The federal government is attempting to secure a deal with Iran that would allow the involuntary return of failed asylum seekers, which Iran has previously not accepted.

Australia has adopted a controversial practice of approaching foreign governments for travel documents for failed asylum seekers. The practice has raised concerns because the very fact an asylum seeker has applied for protection can give rise to a fresh asylum claim (known as a “sur place claim”) if the foreign government persecutes them for having sought asylum.

This is acknowledged in the removal manual, which states that “under no circumstances should they disclose any information indicating any previous PV [protection visa] applications (or any details of protection claims)”.

The Privacy Act prohibits the disclosure of personal information, but the manual says the department can get around this because the Migration Act “impliedly authorises” the department to pass on details to foreign governments to allow a person to be deported.

“Therefore, the disclosure of personal information for the purposes of obtaining a travel document would be permissible,” it says.

It also suggests the disclosure is legal if the asylum seeker has signed a form 1442i, which says that the department can contact foreign embassies and high commissions.

The policy generally adopts a view that removals can only occur once a claim for protection in Australia has failed, but it contains several caveats . The document reveals that:

Removal officers can plan the removal of a person who is living in the community on a certain type of bridging visa.

A direction from the family court that an asylum seeker should have access to a child in Australia does not override the department’s obligation to remove the asylum seeker.

A request for ministerial intervention – which can allow an asylum seeker to relodge a protection claim with the minister’s permission – will be no barrier to involuntary deportation as long as it has the assent of the assistant secretary of the onshore protection division.

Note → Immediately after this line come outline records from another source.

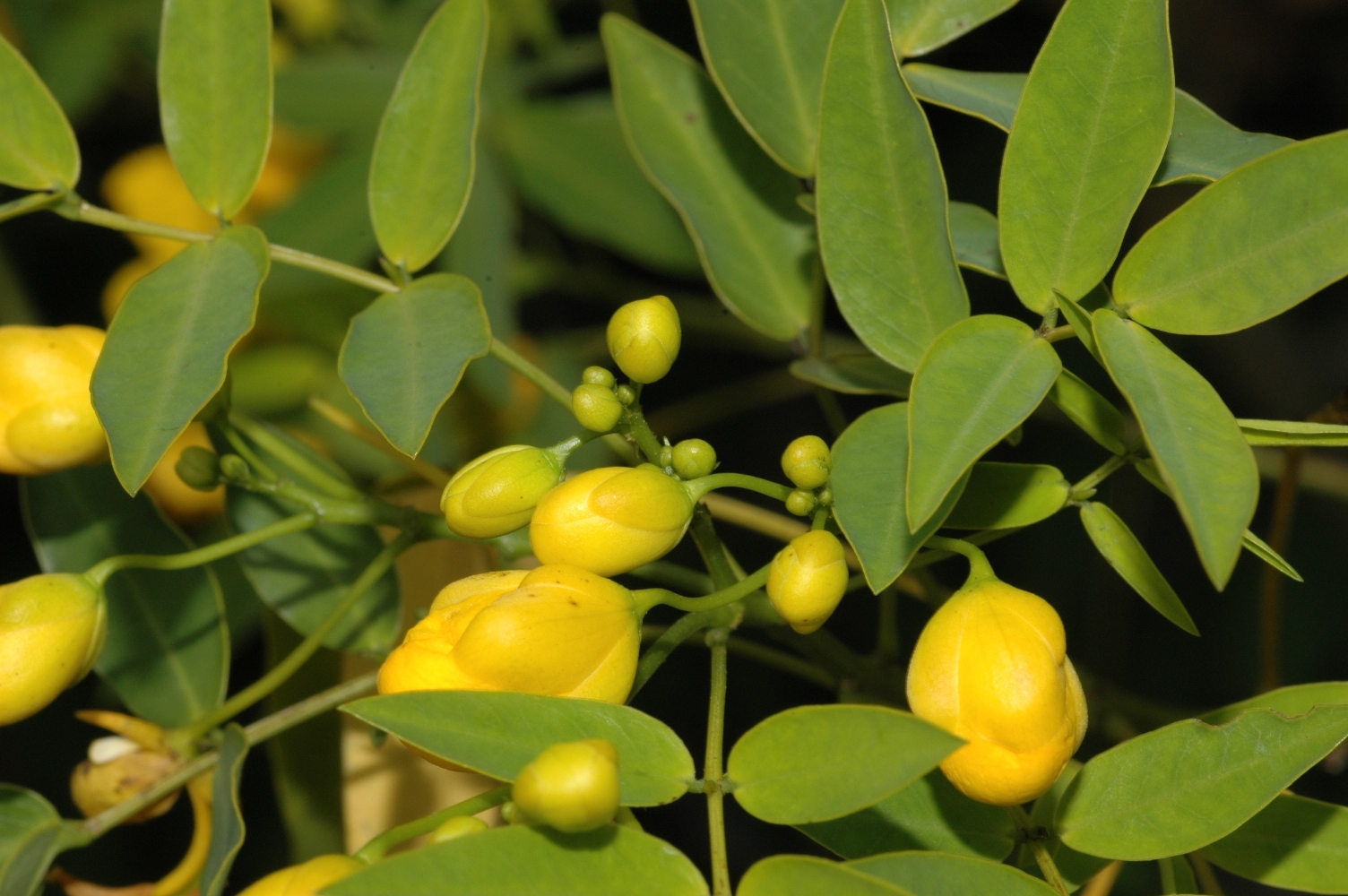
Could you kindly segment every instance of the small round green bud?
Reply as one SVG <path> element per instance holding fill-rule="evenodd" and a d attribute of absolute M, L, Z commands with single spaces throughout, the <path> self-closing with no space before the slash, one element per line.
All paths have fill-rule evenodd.
<path fill-rule="evenodd" d="M 572 392 L 572 414 L 592 433 L 608 433 L 623 419 L 623 404 L 607 385 L 582 383 Z"/>
<path fill-rule="evenodd" d="M 829 481 L 829 446 L 817 435 L 802 435 L 782 451 L 782 472 L 798 489 L 817 489 Z"/>
<path fill-rule="evenodd" d="M 709 476 L 716 469 L 716 449 L 702 439 L 683 439 L 674 446 L 671 466 L 685 480 Z"/>

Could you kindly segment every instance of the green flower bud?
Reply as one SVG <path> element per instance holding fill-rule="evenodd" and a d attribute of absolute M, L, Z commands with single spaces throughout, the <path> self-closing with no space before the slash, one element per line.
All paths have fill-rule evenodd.
<path fill-rule="evenodd" d="M 586 430 L 608 433 L 623 418 L 623 404 L 609 387 L 582 383 L 572 392 L 572 414 Z"/>
<path fill-rule="evenodd" d="M 782 451 L 782 472 L 798 489 L 817 489 L 829 481 L 833 458 L 817 435 L 802 435 Z"/>
<path fill-rule="evenodd" d="M 608 322 L 609 354 L 634 383 L 669 373 L 681 338 L 678 311 L 663 295 L 628 302 Z"/>

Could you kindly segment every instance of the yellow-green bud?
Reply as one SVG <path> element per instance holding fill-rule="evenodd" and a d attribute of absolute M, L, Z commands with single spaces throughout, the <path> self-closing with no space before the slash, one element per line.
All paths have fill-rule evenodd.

When asylum seekers make complaints to the Australian Human Rights Commission, privacy commissioner or commonwealth ombudsman the process of removal will be halted only on a “case by case” basis.

The department reserves the right to override the rules preventing deportation if the person presents a risk of extreme harm to themselves or others, or where they have a history of “serial and vexatious litigation”.

The department can refuse to allow a person being involuntarily deported to speak to a legal representative if it would “unduly delay or jeopardise” the removal.

Guardian Australia has previously reported that Australia has contacted the Syrian embassy before deporting failed asylum seekers who voluntarily agree to return.

The policy was updated the day after the Migration Legislation Amendment (no 1) Act was passed in federal parliament in September. It says it was reissued primarily to “ensure that an application for a bridging visa is not an impediment to the exercise of the s198 power to remove an unlawful non-citizen who is a detainee”.

It adds that it preserves the policy position that an asylum seeker cannot be removed “while they are entitled to apply for a substantive visa”.

The policy encourages removal officers to treat asylum seekers with dignity throughout the process, and to take into account all the circumstances of their case in determining how the removal should be managed.

The immigration minister, Peter Dutton, said on Monday in relation to the potential deal with Iran: “The federal government is working with a lot of countries to provide returns for people who have come here illegally.

“We have one of the proudest records in terms of the number of people we settle through the refugee and the humanitarian programs each year.”

A spokeswoman from the immigration department said: “For removal purposes, the Department is authorised under s198 of the Migration Act 1958 to disclose personal information, as necessary, in order to effect the removal of an unlawful non-citizen from Australia.

“This disclosure is permissible under Australian Privacy Principle (APP) 6.2(b), if required, for the purposes of obtaining a travel document.

“Any removal activity is assessed on its own merits prior to any action taken.”